Hacker Newsnew | past | comments | ask | show | jobs | submitlogin

I don’t personally agree with the term “overcorrecting” because they aren’t correcting anything. The output is already correct according to the input (humans behaving as they are). It is not biased. What they are doing is attempting to bias it, and it’s leading to false outputs as a result.

Having said that, these false outputs have a strange element of correctness to them in a weird roundabout uncanny valley way: we know the input has been tampered with, and is biased, because the output is obviously wrong. So the algorithm works as intended.

If people are discriminatory or racist or sexist, it is not correct to attempt to hide it. The worst possible human behaviours should be a part of a well-formed Turing test. A machine that can reason with an extremist is far more useful than one that an extremist can identify as such.

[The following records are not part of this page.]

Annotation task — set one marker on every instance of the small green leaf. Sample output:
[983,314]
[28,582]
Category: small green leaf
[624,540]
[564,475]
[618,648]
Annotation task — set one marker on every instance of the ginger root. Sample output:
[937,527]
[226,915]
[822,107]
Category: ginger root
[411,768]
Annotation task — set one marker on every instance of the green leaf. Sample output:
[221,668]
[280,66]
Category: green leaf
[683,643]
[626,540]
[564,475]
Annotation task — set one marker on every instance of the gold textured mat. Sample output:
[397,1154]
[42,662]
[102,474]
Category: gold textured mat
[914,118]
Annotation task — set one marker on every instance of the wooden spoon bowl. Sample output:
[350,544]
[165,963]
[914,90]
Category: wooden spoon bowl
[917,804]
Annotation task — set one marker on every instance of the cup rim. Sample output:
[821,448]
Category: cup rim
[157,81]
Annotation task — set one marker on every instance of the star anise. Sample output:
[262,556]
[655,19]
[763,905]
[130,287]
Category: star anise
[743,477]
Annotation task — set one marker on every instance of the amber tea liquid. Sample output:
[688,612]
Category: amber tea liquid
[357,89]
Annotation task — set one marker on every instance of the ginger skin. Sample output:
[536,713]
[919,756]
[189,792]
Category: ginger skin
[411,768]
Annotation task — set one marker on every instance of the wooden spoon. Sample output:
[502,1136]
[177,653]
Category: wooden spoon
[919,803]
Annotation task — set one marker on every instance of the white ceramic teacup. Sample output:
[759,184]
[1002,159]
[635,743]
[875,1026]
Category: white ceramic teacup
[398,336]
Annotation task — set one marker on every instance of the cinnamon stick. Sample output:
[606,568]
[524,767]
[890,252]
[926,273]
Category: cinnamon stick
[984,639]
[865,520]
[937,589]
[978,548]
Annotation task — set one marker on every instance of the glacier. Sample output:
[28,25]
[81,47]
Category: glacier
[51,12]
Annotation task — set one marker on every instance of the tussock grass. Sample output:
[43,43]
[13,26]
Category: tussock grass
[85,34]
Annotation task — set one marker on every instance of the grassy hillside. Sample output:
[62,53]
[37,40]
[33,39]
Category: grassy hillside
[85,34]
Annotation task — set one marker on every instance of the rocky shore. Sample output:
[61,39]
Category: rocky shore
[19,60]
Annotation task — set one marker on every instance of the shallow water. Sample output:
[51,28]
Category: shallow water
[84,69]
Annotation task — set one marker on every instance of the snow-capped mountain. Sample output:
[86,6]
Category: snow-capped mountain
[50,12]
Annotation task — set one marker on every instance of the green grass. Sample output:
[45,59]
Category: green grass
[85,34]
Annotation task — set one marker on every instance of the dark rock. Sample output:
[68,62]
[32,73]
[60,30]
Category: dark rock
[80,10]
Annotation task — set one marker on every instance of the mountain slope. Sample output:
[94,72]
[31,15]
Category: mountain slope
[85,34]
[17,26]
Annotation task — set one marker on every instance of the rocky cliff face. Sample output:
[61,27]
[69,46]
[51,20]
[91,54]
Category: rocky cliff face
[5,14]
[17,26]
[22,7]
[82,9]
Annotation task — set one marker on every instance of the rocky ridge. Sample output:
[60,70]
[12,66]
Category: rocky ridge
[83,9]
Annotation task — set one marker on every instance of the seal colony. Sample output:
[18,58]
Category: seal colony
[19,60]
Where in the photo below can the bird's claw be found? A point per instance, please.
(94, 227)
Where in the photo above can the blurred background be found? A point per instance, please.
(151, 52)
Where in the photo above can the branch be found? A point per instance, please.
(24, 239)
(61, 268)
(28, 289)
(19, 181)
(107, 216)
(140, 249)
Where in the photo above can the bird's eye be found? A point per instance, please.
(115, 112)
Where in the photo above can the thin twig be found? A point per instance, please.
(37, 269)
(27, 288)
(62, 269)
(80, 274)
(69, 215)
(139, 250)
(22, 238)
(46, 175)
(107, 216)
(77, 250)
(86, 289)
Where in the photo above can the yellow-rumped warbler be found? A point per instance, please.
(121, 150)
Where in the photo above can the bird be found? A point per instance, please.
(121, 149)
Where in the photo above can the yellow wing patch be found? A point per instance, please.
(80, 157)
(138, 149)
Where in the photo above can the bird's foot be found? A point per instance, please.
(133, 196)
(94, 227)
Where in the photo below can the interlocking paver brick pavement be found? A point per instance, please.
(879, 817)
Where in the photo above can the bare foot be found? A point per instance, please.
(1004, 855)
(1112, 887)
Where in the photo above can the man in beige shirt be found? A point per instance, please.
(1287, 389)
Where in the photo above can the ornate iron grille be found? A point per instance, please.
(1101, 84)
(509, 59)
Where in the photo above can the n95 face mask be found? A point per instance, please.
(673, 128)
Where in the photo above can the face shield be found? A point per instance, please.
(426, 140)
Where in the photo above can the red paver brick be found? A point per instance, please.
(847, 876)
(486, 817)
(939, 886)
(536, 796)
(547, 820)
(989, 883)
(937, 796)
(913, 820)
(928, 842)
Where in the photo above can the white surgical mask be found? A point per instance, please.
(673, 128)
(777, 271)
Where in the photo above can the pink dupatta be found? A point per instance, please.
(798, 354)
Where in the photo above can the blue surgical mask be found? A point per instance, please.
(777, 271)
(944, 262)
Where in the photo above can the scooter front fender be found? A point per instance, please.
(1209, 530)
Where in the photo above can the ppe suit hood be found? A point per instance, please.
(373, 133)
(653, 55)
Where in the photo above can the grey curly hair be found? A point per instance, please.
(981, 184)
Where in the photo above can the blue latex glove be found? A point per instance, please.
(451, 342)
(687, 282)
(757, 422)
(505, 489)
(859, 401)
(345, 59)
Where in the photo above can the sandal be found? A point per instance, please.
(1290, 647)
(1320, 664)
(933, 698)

It really was just trading one bias (the existing world as it stands) for another bias (the preferred biases of SF tech lefties) so that was kind of funny in its own way. It would have been one thing if it just randomly assigned gender/race, but it had certain one-way biases (modifying men to women and/or white to non-white) but not the opposite direction... and then being oddly defiant in its responses when people asked for specific demographic outputs.

Obviously a lot of this was done by users for the gotcha screen grabs, but in a real world product users may realistically may want specific demographic outputs for example if you are using images for marketing and have specific targeting intent or to match the demographics of your area / business /etc. Stock image websites allow you to search including demographic terms for this reason.


If the current set of biases can be construed to lead to death, heck yeah I will take another set. The idea is that this other set of biases will at least have a chance of not landing us in hot water (or hot air as it might be right now).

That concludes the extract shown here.